Why Emotional Abuse Can Cause Nervous Breakdown and How You Can Recover

Emotional abuse in an intimate relationship can cause profound psychological damage that persists long after the relationship has ended. In some cases, emotional abuse can even cause nervous breakdown. In these cases, residential mental health treatment may be necessary to find resolution and recovery.

Courtney’s ex-boyfriend never hit her. He never pushed her down or pulled her hair. He never sexually assaulted her. And, yet, for four years Courtney lived in a constant state of fear. She lost count of number of affairs he had accused her of having and the number of names she had been called as a result. She got used to keeping her eyes down in public so he wouldn’t think she was flirting with other men. Even as she slept, she would recognize his weight settling on the bed as he prepared to interrogate her about a co-worker, a friend’s husband, strangers who said hello on the street. In the dark, her body would grow numb and cold, and she wondered if it was possible to feel your spirit disappearing.

Of course, it didn’t start that way. In the beginning, she could never have imagined that this kind, generous, lovely man would one day be monitoring her text messages or threatening to kill himself because she came home 10 minutes later than planned. In the beginning, it didn’t occur to her body would stay in a state of hypervigilance for months after they broke up, always ready for a one-sided fight, slammed doors, the kind of screaming that makes your ears ache. She never considered that, years later, the residual effects of emotional abuse would cause a nervous breakdown.

What is Emotional Abuse?


When we talk about abuse in an intimate relationship, physical abuse is often the first thing to come to mind. In a way, this makes sense; physical abuse is overt and its damage is often readily apparent. Emotional abuse, however, can be harder to see, both while it’s happening and afterward. After all, emotional abuse can take a virtually endless variety of forms and it can be difficult to determine exactly when it begins. Its effects don’t manifest in bruised skin or broken bones, those undeniable signs that something has gone terribly wrong. Instead, psychological violence often remains invisible even to its victim. But emotional abuse can create deep damage that is every bit as serious as the emotional wounds of physical violence.

There is no one true definition of emotional abuse.

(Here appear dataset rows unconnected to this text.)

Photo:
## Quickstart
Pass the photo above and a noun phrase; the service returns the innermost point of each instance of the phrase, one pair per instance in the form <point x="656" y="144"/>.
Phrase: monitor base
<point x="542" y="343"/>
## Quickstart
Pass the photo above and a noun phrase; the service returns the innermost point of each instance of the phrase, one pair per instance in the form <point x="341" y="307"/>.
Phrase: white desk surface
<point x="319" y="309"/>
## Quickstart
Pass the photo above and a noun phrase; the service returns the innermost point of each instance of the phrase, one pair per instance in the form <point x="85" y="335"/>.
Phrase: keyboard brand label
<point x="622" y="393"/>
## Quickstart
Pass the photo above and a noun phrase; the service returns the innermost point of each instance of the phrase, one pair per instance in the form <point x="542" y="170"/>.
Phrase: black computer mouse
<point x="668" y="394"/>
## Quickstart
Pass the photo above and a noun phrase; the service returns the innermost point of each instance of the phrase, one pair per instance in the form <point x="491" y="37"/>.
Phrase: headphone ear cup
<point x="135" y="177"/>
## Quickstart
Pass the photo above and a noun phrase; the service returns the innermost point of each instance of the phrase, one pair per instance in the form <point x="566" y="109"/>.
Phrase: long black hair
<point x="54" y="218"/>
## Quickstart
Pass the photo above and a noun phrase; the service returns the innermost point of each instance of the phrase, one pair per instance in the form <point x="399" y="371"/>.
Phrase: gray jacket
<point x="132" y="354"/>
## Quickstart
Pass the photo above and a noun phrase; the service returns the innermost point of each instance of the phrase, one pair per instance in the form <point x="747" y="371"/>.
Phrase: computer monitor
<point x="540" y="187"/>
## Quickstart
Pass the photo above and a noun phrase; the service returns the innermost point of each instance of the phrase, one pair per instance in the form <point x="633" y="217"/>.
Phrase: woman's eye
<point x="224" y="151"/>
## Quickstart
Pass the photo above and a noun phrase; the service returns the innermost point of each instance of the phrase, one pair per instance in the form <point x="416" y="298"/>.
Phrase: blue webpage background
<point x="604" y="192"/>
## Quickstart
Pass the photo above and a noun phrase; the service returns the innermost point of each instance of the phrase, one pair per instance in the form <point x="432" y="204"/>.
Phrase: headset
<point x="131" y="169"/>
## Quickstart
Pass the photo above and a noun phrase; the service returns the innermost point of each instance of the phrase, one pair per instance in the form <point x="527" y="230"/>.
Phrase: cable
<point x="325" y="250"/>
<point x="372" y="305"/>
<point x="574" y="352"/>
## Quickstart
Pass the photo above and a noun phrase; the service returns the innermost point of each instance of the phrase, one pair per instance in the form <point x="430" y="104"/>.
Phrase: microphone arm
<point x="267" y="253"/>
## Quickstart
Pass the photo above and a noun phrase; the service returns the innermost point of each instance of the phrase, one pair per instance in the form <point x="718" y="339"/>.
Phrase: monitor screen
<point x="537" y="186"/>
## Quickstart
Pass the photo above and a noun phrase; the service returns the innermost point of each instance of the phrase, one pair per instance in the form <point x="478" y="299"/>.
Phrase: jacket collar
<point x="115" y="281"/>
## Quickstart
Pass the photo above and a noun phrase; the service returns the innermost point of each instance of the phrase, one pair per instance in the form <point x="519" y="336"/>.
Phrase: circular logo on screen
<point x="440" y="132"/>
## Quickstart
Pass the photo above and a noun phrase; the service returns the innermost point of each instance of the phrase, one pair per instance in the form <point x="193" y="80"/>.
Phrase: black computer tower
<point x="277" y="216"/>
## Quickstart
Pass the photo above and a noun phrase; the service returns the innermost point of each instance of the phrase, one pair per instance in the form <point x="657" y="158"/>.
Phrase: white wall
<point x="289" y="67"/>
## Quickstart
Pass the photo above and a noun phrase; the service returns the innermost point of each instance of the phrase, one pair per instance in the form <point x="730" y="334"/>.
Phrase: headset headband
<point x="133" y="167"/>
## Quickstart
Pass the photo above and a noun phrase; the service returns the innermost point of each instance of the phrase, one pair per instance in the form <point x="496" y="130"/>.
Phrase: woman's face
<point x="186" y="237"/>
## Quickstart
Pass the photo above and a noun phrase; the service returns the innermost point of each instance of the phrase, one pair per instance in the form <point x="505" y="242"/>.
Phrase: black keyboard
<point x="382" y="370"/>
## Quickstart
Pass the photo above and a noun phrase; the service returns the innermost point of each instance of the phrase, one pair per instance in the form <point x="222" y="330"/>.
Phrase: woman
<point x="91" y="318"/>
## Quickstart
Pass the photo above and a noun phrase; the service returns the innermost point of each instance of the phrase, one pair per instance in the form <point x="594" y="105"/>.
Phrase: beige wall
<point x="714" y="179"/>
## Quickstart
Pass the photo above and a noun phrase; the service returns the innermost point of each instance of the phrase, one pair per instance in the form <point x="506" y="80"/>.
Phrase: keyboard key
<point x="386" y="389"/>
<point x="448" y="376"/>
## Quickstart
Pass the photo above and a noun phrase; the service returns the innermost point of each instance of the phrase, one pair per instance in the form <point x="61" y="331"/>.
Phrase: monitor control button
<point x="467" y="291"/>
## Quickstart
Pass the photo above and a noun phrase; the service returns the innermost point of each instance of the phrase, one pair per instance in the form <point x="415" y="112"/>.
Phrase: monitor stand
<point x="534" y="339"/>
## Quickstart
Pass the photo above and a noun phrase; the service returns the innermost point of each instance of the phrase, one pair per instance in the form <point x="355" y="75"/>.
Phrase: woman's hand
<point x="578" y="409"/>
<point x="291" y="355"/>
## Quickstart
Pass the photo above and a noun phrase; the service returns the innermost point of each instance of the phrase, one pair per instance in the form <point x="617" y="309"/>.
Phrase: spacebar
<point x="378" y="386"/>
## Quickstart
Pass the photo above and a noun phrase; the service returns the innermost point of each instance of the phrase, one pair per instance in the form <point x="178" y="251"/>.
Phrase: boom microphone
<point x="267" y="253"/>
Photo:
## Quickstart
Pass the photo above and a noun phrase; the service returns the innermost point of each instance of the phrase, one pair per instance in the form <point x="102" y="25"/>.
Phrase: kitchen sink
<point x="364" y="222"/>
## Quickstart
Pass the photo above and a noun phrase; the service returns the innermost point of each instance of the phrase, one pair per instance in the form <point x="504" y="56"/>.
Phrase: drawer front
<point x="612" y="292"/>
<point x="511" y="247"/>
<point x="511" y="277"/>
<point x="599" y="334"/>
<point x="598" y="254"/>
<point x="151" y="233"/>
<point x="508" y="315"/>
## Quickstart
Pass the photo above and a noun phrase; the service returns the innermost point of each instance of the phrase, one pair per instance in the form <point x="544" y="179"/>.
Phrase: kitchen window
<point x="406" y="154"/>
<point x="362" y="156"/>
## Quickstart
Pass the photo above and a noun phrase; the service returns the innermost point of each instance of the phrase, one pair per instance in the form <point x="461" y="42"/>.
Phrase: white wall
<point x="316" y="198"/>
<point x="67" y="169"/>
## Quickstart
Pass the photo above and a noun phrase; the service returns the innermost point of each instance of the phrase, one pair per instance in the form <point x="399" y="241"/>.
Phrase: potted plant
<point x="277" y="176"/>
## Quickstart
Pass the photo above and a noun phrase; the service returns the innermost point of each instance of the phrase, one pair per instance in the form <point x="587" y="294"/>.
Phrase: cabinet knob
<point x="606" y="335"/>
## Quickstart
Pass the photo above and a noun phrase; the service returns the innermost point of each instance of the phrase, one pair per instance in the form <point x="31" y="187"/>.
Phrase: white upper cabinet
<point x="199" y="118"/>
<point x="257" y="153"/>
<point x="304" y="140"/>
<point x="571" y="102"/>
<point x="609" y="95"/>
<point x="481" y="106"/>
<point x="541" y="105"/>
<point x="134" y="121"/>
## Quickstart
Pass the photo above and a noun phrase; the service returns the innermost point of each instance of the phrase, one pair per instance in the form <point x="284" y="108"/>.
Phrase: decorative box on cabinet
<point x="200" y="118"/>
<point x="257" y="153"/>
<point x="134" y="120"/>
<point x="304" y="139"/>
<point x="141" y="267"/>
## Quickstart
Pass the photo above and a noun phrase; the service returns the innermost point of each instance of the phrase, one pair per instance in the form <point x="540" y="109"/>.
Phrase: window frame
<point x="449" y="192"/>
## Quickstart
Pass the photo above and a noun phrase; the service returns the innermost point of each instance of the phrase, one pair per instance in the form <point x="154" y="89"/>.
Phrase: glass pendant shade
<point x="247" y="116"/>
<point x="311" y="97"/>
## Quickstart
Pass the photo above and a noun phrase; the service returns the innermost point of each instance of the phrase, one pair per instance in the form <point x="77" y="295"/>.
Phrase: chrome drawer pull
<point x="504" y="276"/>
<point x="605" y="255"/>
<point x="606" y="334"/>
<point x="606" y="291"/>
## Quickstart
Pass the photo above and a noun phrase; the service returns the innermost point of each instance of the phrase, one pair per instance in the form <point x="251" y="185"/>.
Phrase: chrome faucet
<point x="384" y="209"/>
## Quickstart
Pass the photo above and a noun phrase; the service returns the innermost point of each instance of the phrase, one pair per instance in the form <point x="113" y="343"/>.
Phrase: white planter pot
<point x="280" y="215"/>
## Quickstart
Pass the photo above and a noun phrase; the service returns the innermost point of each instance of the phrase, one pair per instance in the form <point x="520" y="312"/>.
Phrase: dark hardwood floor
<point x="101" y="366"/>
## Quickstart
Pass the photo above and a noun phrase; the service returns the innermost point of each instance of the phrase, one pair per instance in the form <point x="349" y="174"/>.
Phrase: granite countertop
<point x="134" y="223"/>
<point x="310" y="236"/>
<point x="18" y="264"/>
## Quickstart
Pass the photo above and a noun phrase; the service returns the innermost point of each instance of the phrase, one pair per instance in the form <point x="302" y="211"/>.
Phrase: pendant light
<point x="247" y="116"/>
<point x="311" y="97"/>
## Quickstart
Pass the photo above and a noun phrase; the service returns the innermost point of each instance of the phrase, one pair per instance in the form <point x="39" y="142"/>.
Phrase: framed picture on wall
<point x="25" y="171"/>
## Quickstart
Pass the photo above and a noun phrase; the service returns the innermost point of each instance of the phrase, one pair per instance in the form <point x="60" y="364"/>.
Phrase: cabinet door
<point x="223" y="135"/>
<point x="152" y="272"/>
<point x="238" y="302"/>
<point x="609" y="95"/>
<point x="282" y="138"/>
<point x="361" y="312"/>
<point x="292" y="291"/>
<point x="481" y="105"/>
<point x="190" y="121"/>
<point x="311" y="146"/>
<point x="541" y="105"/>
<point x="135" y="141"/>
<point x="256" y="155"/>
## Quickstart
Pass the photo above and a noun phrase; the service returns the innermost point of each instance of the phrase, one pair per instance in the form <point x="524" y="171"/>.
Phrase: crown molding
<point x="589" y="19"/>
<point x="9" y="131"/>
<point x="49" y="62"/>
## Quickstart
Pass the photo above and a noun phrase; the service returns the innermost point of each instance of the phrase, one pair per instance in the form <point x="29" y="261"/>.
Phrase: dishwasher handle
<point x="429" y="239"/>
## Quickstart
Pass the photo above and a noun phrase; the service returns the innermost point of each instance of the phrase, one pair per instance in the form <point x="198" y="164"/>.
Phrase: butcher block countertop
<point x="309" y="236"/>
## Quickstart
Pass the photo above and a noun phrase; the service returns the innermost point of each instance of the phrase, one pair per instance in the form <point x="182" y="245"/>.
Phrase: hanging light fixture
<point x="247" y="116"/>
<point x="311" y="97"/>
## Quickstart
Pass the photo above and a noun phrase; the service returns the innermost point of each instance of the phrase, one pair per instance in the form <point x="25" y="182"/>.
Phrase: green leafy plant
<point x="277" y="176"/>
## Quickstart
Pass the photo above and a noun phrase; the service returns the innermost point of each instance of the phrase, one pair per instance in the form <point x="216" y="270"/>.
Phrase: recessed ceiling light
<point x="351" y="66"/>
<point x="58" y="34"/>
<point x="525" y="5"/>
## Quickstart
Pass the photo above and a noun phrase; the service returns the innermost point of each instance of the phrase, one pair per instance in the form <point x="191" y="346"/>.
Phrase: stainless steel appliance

However, as ReachOut Australia says, “The aim of the emotional abuser is to chip away at your feelings of self-worth and independence.” There are many ways abusers seek to accomplish this, including:

Belittling Behaviors

  • Yelling at you
  • Calling you names
  • Constantly criticizing you and putting you down
  • Dismissing or mocking your feelings, opinions, or experiences
  • Blaming you for things that are not your fault or blowing your mistakes out of proportion
  • Humiliating you, including in front of others
  • Ignoring you or your accomplishments

Controlling Behaviors

  • Instilling fear in you by making threats, whether overt or implied. This includes threats of self-harm, harm to you, and harm to your loved ones, including pets.
  • Acting jealous and possessive, including accusing you of infidelity
  • Preventing or discouraging contact with family, friends, colleagues, or strangers
  • Controlling your finances
  • Telling you what you can and can’t do
  • Monitoring your activities. This may include demanding to know where you are and what you are doing, checking your phone and internet history, putting a keylogger on your computer, installing security cameras in your house, or putting a GPS tracking device on your car.
  • Preventing you from seeing a doctor or therapist

It’s important to recognize that each person’s experience of emotional abuse is unique and each is valid. It can be tempting to try to minimize the severity of your experiences in an attempt to protect yourself from facing the reality of your trauma or to protect your partner, particularly if you have formed a traumatic bond. This desire to protect the abuser is common, even if you are no longer together. However, all forms of emotional abuse are unacceptable and can profoundly impact your psychological well-being. No one deserves it.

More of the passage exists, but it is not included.